Let us run some numbers to project how BOFI might fare in this adverse environment. The company's sleek, internet-based mortgage pipeline will likely continue to outperform its less agile peers like INBK as well as more traditional lending institutions. I therefore project that non-interest income declines sequentially by only 20% as BOFI gains market share in a shrinking market. Let us also say that the company would have continued executing at a typical 20% annualized growth rate without the hiccup in mortgage banking. Here's what we have:
Year ago EPS: $0.67
Expected EPS without slowdown: $0.80
Expected EPS with slowdown: $0.68
These estimates are necessarily approximations because the company is growing rapidly and must continuously issue additional equity to maintain capital adequacy. A better estimate would include an adjustment for the precise level of shareholder dilution in the last quarter, but that of course is unknown before the company reports earnings. Tweaking those assumptions a bit will shift the needle a few cents up or down, but the key point remains: a relatively modest decline in mortgage banking income causes BOFI's growth to evaporate.

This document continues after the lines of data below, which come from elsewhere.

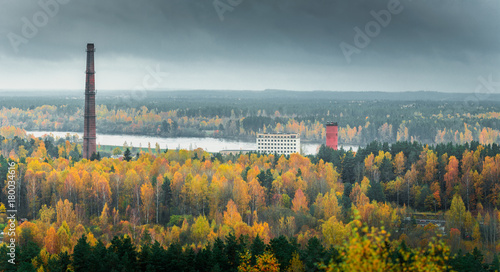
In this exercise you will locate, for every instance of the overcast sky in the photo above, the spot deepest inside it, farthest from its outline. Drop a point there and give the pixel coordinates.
(436, 45)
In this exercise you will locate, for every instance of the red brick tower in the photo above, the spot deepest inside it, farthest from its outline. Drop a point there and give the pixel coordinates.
(89, 142)
(332, 131)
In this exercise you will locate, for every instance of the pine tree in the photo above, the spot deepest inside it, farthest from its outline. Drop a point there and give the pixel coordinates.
(82, 255)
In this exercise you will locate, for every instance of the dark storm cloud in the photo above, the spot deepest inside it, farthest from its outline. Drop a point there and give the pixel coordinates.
(262, 32)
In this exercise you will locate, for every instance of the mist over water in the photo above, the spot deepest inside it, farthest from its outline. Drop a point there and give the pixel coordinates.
(189, 143)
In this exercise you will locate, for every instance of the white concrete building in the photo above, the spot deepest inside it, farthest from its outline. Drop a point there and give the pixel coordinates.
(280, 143)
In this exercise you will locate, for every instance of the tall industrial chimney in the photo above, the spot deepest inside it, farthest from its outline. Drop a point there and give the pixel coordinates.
(332, 137)
(89, 138)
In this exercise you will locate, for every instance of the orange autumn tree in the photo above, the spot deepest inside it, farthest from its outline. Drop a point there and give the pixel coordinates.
(299, 202)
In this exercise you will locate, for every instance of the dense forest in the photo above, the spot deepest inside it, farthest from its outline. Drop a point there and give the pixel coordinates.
(195, 211)
(426, 117)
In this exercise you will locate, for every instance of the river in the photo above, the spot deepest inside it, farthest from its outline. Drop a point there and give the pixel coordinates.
(208, 144)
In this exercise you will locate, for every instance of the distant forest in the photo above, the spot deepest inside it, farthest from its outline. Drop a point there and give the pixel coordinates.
(363, 117)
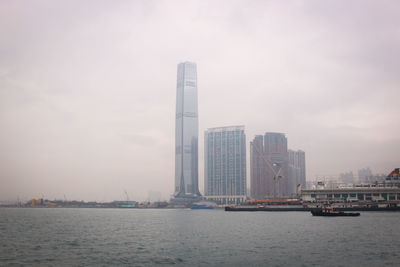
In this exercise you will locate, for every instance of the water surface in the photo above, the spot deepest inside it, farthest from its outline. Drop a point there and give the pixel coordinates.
(63, 236)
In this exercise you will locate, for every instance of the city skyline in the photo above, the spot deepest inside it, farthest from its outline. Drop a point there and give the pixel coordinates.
(186, 132)
(225, 165)
(88, 90)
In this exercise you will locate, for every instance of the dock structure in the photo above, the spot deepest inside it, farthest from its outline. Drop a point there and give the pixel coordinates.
(371, 194)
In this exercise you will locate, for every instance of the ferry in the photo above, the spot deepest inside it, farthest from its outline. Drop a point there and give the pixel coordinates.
(332, 212)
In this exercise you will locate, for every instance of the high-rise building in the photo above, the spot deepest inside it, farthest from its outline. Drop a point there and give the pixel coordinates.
(260, 169)
(275, 149)
(225, 164)
(297, 170)
(186, 132)
(269, 168)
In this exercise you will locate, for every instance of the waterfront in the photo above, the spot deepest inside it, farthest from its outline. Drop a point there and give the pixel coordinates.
(186, 237)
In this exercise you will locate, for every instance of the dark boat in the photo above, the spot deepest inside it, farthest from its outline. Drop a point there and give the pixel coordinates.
(332, 212)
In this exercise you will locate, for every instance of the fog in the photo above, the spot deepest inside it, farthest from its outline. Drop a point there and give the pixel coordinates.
(88, 88)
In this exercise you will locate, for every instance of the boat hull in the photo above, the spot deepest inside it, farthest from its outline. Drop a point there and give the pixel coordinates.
(319, 212)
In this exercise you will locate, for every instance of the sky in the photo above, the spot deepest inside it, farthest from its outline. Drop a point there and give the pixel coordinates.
(88, 88)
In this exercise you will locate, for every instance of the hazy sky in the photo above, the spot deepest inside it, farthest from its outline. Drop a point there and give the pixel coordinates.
(88, 88)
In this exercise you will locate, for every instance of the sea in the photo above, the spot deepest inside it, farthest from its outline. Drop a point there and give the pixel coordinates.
(184, 237)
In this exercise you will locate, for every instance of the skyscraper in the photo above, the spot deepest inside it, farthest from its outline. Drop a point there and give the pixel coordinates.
(275, 149)
(225, 164)
(186, 132)
(268, 166)
(297, 170)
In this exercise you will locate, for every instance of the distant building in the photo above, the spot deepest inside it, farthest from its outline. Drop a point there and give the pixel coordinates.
(186, 132)
(260, 171)
(225, 164)
(297, 170)
(347, 177)
(275, 147)
(364, 174)
(269, 173)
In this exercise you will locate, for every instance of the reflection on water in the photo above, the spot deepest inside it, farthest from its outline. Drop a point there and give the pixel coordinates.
(202, 237)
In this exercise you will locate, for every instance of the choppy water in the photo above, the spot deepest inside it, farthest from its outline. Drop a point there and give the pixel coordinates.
(76, 237)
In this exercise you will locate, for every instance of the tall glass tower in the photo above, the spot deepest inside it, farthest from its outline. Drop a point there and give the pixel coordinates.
(186, 132)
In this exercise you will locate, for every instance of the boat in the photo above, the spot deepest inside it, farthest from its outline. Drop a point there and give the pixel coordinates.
(331, 212)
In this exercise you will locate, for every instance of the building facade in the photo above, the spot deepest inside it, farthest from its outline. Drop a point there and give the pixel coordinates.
(225, 165)
(186, 132)
(297, 170)
(275, 171)
(275, 149)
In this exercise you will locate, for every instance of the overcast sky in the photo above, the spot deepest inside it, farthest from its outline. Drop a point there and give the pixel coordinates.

It could be that most investors in BOFI are in it for the long term and will ignore such bumps in the road. That is the approach I usually like to take. But there are several reasons to believe that the stock is vulnerable if earnings disappoint. First, Yahoo Finance lists the stock as having three analysts whose estimates for the current quarter range from $0.83 to $0.87. So the consensus appears to be that the company will continue its explosive growth and remaining skeptics are few in number. Second, the company has already had a spectacular run in the last year, and twitchy investors may be looking to lock in gains. I did. Third, and most importantly, the company's valuation implies that only sunny days are ahead. Even one quarter of minimal or no growth could cause many investors to rethink their purchase.
In conclusion, I believe BOFI should be avoided before its upcoming earnings announcement. Market participants are extremely optimistic about the company yet there is a good chance that it will disappoint. If growth starts leveling off, the stock will be much less likely to command its current lofty valuation. So while I think the company is excellent and will do well in the long run, right now I'm waiting for the stock to fall back to earth.